The history of Rule 43 is also informative. The advisory committee notes to the 1995 amendments to Rule 43 state:
The revisions to Rule 43 focus on two areas. First, the amendments make clear that a defendant who, initially present at trial or who has entered a plea of guilty or contendere, but who voluntarily flees before sentencing, may nonetheless be sentences in absentia. . . . ....

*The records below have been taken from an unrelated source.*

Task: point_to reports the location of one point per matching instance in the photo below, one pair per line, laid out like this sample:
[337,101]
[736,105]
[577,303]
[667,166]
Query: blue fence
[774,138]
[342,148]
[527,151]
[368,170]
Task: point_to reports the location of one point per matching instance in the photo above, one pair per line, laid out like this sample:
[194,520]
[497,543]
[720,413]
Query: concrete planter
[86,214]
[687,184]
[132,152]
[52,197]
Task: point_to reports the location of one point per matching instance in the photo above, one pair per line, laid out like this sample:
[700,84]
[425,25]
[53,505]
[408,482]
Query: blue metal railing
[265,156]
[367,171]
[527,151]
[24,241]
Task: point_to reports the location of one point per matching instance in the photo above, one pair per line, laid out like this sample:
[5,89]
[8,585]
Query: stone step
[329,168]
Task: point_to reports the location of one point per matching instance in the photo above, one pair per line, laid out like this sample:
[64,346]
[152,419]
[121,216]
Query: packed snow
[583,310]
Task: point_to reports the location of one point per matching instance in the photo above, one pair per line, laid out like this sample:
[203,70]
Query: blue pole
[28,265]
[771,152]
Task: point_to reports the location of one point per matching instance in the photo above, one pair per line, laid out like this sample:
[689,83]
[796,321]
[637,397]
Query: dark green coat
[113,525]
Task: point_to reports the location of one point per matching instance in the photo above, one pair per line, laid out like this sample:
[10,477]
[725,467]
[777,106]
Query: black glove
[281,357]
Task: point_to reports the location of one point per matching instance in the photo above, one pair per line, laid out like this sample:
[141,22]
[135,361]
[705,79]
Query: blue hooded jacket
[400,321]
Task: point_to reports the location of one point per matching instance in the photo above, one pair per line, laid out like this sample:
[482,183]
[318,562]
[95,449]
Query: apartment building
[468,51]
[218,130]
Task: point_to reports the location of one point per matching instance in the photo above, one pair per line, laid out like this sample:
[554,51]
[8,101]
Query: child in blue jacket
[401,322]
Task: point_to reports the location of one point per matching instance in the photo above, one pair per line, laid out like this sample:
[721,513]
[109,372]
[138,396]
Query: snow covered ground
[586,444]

Subdivision (b). The chances in subdivision (b) are intended to remedy the situation where a defendant voluntarily flees before sentence is imposed. Without the amendment, it is doubtful that a court could sentence a defendant who had been present during the entire trial but flees before sentencing. Delay in conducting the sentencing hearing under such circumstances may result in difficulty later in gathering and presenting the evidence necessary to formulate a guideline sentence.Fed. R. Crim. P. 43 advisory committee's note to 1995 amendment (emphasis added). As another district court explained, the advisory committee notes reveal that Rule 43(c)(1)(B) was “intended, not to allow a defendant to execute an express waiver of presence, but instead to allow sentencing in absentia when a defendant ‘voluntarily flees before sentencing.'” See United States v. Walker, No. 15-2846, 2016 U.S. Dist. LEXIS 139361, at *10-11 (D.N.M. Oct. 6, 2016). The Court agrees that the drafters almost certainly intended that “voluntary absent” refer to defendants who abscond in order to obstruct their sentencing. Again, had the drafters intended to permit voluntary waiver by written consent under Rule 43(c)(1)(B), they would have used the same precise language found in Rule 43(b)(2). For these reasons, the Court does not read Rule 43(c)(1)(B) to permit voluntary waiver of appearance at sentencing through written consent.
III
Accordingly, and the Court being otherwise sufficiently advised, it is hereby ORDERED as follows:
1. The Defendant's Motion to Appear by Video Conference [R. 366] is DENIED; and
2. The Defendant's Alternative Request to Waive Appearance at Sentencing [R. 374] is DENIED.